Allegro - AI Video Models Tool
Overview
Allegro is an open-source text-to-video generation model from RhymesAI that converts short natural-language prompts into high-quality, 6-second videos at 15 frames per second and 720×1280 resolution. The system combines a compact VideoVAE encoder for spatio-temporal compression with a scaled Diffusion Transformer (VideoDiT) backbone to produce temporally coherent, detailed motion in a constrained short-clip format. ([huggingface.co](https://huggingface.co/blog/RhymesAI/allegro)) Designed for research and creative prototyping, Allegro ships with full weights and inference/training code under an Apache-2.0 license and is integrated with the Diffusers ecosystem for easier use. The released model configuration includes a 175M-parameter VideoVAE and a 2.8B-parameter Diffusion Transformer; the design targets efficiency (single-GPU BF16 inference with CPU offload) while enabling visually rich outputs like close-ups, animal motion, and imaginative scenes. The project also provides multi-card inference recipes and optional 30 FPS interpolation (EMA-VFI) to improve playback smoothness. ([huggingface.co](https://huggingface.co/blog/RhymesAI/allegro))
Key Features
- Open-source release with full weights and Apache-2.0 license.
- Generates 6-second videos from single text prompts at 15 FPS, 720×1280 resolution.
- VideoVAE compresses spatio-temporal data (175M VAE) to reduce generator sequence length.

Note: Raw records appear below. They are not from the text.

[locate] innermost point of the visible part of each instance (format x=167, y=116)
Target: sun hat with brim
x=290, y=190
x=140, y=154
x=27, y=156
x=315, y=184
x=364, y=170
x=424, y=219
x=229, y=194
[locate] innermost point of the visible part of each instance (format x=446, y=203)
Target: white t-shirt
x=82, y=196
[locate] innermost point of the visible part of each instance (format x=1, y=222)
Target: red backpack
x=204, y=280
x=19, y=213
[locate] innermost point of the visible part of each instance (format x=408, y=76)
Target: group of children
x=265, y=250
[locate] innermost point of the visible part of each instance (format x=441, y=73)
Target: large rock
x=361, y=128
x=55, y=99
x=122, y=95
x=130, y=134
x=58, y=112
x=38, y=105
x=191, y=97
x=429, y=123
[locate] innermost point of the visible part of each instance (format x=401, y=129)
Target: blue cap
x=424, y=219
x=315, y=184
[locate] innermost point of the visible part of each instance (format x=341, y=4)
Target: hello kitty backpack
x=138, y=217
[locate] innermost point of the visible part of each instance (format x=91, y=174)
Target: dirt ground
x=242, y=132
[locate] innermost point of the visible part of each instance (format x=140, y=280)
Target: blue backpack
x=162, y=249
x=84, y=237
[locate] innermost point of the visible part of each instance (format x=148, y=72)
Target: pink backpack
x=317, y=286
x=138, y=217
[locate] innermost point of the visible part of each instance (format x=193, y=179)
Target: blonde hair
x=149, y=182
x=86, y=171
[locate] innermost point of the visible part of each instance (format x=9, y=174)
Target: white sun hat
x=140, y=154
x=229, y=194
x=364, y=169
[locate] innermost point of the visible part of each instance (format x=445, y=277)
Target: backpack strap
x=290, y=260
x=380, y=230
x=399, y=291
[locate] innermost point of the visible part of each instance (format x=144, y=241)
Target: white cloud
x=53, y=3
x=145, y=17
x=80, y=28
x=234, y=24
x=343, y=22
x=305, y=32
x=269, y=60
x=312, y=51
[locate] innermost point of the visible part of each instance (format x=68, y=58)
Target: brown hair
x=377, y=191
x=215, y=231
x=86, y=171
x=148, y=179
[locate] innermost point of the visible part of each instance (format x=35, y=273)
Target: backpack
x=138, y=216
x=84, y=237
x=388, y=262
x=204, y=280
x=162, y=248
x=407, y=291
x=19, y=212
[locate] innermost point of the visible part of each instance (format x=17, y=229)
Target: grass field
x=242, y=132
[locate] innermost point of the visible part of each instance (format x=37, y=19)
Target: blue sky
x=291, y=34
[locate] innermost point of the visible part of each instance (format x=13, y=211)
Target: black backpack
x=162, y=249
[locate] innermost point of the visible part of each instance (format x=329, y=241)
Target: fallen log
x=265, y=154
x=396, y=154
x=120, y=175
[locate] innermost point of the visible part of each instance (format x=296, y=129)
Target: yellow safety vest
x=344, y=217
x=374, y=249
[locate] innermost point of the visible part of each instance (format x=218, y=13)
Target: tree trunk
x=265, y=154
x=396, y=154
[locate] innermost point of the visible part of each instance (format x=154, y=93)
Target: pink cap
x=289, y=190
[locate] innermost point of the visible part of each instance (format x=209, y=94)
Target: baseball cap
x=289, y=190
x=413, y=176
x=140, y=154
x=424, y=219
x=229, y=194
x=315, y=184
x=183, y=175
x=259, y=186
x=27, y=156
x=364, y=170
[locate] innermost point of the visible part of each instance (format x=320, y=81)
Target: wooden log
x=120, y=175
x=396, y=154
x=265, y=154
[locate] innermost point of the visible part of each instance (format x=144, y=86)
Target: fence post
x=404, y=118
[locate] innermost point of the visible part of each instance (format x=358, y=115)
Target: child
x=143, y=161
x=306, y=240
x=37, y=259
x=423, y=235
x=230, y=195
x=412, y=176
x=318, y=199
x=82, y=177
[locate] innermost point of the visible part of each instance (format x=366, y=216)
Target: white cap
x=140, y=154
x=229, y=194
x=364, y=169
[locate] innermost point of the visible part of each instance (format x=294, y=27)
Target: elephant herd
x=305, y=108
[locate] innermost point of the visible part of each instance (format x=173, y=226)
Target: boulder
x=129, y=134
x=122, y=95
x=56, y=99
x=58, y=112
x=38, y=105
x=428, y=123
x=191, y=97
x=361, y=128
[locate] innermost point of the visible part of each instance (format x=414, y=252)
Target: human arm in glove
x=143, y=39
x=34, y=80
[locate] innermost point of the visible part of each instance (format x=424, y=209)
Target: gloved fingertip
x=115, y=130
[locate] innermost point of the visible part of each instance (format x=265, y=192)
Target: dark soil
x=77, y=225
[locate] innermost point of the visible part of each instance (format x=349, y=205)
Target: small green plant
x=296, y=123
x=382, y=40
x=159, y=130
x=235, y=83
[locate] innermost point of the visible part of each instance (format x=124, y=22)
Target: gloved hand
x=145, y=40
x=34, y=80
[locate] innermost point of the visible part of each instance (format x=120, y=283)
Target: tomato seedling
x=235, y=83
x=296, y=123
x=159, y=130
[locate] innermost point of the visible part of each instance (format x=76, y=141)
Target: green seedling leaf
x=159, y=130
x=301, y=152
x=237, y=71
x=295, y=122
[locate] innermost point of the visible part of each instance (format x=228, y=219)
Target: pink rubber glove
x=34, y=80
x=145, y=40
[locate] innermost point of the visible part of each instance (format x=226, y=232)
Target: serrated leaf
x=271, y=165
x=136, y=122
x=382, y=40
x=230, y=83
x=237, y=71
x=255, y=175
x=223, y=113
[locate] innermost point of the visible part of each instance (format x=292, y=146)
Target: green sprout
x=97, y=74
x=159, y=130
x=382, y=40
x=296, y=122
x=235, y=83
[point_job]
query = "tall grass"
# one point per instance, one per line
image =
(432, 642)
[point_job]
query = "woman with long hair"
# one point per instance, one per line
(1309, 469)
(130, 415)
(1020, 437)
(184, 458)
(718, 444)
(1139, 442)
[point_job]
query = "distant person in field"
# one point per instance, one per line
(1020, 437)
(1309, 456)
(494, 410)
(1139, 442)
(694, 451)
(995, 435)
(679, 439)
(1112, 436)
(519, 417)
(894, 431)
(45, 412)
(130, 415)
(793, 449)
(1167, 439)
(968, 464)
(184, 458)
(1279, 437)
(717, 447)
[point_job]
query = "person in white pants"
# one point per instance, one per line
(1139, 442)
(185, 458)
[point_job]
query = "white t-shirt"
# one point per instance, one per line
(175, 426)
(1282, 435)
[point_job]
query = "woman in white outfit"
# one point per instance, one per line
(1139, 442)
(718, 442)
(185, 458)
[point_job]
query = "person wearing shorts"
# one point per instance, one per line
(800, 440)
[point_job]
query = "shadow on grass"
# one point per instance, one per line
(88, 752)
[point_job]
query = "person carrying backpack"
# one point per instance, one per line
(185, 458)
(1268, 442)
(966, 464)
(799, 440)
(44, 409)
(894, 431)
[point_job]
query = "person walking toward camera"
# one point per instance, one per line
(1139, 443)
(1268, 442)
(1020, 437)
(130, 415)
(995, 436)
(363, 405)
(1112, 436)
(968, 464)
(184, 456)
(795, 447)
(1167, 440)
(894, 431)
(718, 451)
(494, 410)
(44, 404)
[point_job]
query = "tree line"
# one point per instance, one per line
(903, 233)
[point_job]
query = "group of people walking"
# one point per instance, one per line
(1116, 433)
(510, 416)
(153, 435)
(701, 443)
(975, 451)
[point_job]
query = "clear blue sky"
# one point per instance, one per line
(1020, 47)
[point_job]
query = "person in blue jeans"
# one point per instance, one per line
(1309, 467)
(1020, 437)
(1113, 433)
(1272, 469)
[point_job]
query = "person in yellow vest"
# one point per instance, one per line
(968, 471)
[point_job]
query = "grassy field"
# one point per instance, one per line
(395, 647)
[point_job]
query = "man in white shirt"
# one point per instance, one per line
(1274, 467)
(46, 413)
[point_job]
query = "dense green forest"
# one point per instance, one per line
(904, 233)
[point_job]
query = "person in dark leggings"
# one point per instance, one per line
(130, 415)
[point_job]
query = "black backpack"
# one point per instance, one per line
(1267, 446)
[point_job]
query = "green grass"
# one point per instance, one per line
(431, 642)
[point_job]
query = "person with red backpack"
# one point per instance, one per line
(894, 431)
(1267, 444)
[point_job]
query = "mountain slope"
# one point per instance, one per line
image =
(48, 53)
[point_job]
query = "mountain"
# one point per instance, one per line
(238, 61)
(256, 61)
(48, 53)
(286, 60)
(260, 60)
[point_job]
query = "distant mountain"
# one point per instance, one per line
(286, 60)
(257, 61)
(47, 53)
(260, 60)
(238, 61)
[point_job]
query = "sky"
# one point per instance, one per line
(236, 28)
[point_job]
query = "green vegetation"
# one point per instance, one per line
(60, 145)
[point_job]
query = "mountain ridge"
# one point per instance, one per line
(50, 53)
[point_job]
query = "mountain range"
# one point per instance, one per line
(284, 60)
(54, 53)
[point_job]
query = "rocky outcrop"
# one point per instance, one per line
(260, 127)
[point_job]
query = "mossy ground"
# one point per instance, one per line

- 2.8B-parameter Diffusion Transformer (VideoDiT) with 3D attention for spatial-temporal coherence.
- Supports BF16/FP16/FP32 precisions and sequential CPU offload to lower GPU memory footprint.
- Includes image-to-video variant (Allegro-TI2V) for first-frame / last-frame conditioned generation.
- Multi-card inference recipes and VideoSys optimizations to reduce runtime on clusters.
Example Usage
Example (python):
import torch
from diffusers import AutoencoderKLAllegro, AllegroPipeline
from diffusers.utils import export_to_video
# load VAE (float32 recommended) and pipeline (BF16/FP32 OK for DiT)
vae = AutoencoderKLAllegro.from_pretrained("rhymes-ai/Allegro", subfolder="vae", torch_dtype=torch.float32)
pipe = AllegroPipeline.from_pretrained("rhymes-ai/Allegro", torch_dtype=torch.bfloat16).to("cuda:0")
prompt = "A seaside harbor with bright sunlight and colorful fishing boats, aerial view"
video = pipe(prompt, guidance_scale=7.5, max_sequence_length=512, num_inference_steps=100, generator=torch.Generator(device="cuda:0").manual_seed(42)).frames[0]
# export to mp4 at 15 FPS
export_to_video(video, "allegro_output.mp4", fps=15)
# Notes:
# - Python >=3.10, PyTorch >=2.4 and CUDA >=12.4 are recommended.
# - Use pipe.enable_sequential_cpu_offload() to reduce GPU memory at cost of runtime.
# (See repository and Hugging Face blog for full instructions and multi-GPU options.) Pricing
Allegro is distributed as open-source software under the Apache-2.0 license (no commercial model pricing). Users incur compute costs for running inference or training (GPU/infra).
Benchmarks
Output resolution: 720 x 1280 (vertical) @ 15 FPS (Source: https://huggingface.co/blog/RhymesAI/allegro)
Video length (default): 6 seconds (88 frames compressed) (Source: https://github.com/rhymes-ai/Allegro)
Model parameters: VideoVAE: 175M; VideoDiT: 2.8B (Source: https://huggingface.co/blog/RhymesAI/allegro)
Context length: 79.2K tokens (equivalent to 88 frames) (Source: https://github.com/rhymes-ai/Allegro)
Single-GPU memory usage (inference): ≈9.3 GB (BF16) with sequential CPU offload (Source: https://github.com/rhymes-ai/Allegro)
Reported inference time: ≈20 minutes (single H100); ≈3 minutes (8×H100 with VideoSys optimizations) (Source: https://github.com/rhymes-ai/Allegro)
Key Information
- Category: Video Models
- Type: AI Video Models Tool